大腸がんで肺や肝臓などの他の臓器に転移した病巣(転移巣)は、大腸がんの原発巣と同じような性質を持っていると考えられています。従って、多くの場合、大腸がん(原発巣)に効く抗がん剤は、同様に転移巣にも有効とされています。

大腸内視鏡に不安があるのですが、安心して検査を受けるためにはどのような点に配慮したら良いでしょうか。

検査前の注意事項や、下剤内服の説明などを事前によく聞いて、理解して、実践することが大切です。また、特に大腸内視鏡検査の直前・直後に、無理な予定を組み込まないことも大切です。

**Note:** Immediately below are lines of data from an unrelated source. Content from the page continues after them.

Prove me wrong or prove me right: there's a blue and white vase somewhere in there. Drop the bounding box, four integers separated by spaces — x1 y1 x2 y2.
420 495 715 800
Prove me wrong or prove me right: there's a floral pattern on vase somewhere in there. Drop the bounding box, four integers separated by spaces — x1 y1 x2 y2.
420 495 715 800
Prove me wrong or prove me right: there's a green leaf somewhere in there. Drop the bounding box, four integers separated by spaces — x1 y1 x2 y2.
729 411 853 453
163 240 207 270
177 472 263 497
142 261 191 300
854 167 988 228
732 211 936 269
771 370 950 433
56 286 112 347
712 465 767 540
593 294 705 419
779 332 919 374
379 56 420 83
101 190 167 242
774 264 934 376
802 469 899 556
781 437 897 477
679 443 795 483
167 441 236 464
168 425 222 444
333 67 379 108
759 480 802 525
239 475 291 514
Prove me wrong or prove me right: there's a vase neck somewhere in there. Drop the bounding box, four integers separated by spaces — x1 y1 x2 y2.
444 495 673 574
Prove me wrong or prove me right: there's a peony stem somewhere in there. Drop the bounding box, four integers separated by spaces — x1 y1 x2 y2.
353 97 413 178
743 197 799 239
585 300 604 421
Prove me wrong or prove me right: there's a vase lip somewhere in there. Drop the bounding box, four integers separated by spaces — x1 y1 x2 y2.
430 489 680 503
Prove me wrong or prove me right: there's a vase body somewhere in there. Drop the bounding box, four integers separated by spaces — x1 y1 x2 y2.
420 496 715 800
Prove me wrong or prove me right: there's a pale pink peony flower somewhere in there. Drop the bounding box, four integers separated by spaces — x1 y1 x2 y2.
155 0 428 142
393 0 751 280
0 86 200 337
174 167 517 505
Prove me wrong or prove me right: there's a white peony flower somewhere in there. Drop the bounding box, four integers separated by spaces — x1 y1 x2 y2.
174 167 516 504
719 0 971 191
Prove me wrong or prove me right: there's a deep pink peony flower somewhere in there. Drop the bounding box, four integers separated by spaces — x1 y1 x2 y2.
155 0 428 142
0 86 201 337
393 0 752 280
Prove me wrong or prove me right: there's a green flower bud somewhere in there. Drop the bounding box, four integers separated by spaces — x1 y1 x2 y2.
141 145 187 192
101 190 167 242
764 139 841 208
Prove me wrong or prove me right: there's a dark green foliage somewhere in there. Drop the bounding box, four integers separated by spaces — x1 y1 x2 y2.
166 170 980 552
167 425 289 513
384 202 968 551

大腸内視鏡検査の前処理として、腸の内容を空にするための下剤の服用は良いとして、口から2時間くらいにわたり10分おきくらいに薬剤を飲むのはかなり負担があります。もっと簡便な処理方法は開発、検討されているのでしょうか。

1~2リットルの液体タイプの下剤が一般的ですが、最近では、錠剤タイプの下剤もあります。しかし錠剤タイプの下剤も、比較的多くの水分を同時摂取する必要がありますので、検査前薬について説明の際に、担当医師・看護師とよくご相談ください。

現在3年間隔で大腸内視鏡検査をしていますが、ポリープの有無、または量により(全くポリープのない時もある)次回の検査までの間隔は変わりますか。

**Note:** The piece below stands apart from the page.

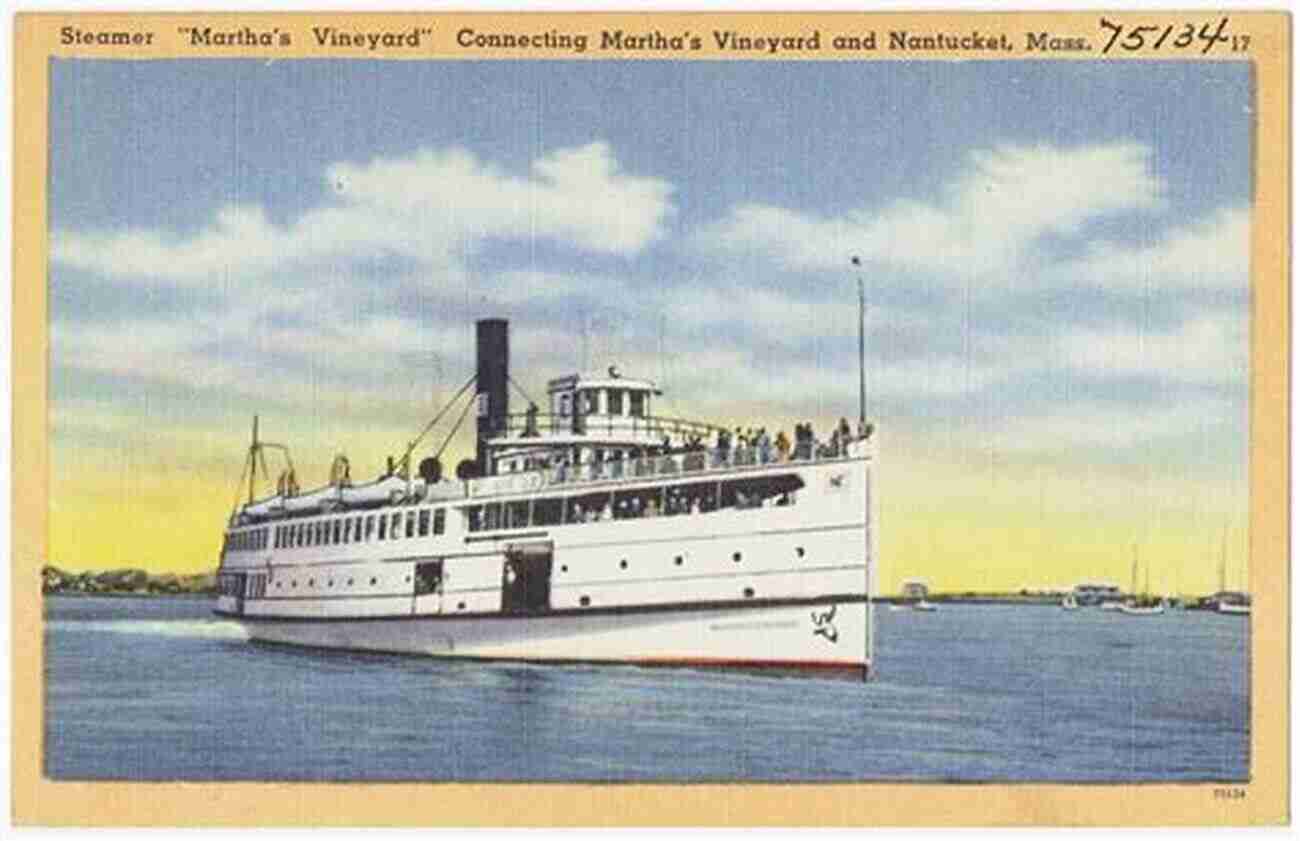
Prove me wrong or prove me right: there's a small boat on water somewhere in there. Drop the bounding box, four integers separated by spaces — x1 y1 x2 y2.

ポリープが比較的多く見つかれば、処置・切除したとしても数年間は続けた方が良いと考えます。逆に、2~3年連続でポリープがなければ、2~3年間隔でも良いと思います。ただし、その際も、施行しない年に関しては、簡便にできる便潜血検査は望ましいと考えます。

胃・大腸の内視鏡検査は、同日に1回で受けることは可能なのでしょうか。

可能ではありますが、下剤の内服や排便などの前処置や、鎮静剤の使用、処置をした際の後出血などを考慮すると、別の日に行った方が安全と考えます。

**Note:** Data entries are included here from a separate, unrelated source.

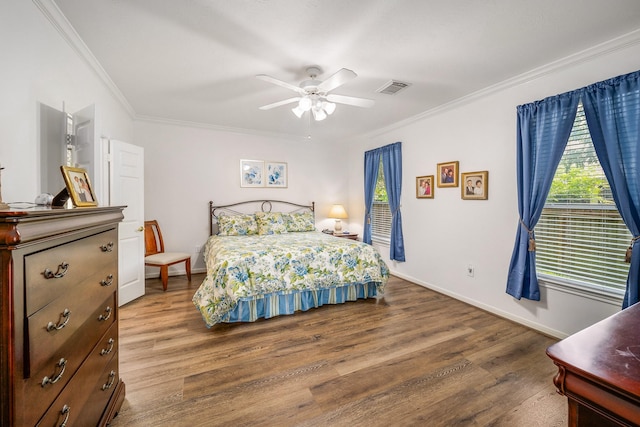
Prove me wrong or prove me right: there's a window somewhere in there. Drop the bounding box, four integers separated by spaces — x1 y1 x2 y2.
371 161 391 241
535 104 632 296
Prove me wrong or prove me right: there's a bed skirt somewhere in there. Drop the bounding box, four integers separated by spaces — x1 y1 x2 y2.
222 282 380 323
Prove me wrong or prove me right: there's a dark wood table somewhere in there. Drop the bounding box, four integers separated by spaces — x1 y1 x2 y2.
547 304 640 427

胃に多発するポリープがある場合、大腸にもポリープができやすい傾向にあるのでしょうか。

胃と大腸にポリープが多発発生するような疾患もありますので、一概には言えません。胃や大腸に多発ポリープの際は、もう一つの臓器(大腸や胃)を調べた方が良いと思います。

これだけ大腸がんの治療が進歩しているのに、死亡率が高いのは、大腸がんが転移しやすいからなのでしょうか。それとも、早期発見がしやすいということで、個人の油断や自己判断で発見が遅れてステージが進行してしまってから見つかる人が多いからなのでしょうか。

死亡数が多いのは、おそらく罹患数が多いことが影響していると思われます。 がんと診断されて5年後に生きている5年相対生存率では、大腸がんは72.2%と決して低くはなく、他の食道がん、肝臓がん、肺がん、胆のうがん、胆管がん、膵臓がんなどと比べると、比較的予後が良いがんと言えます。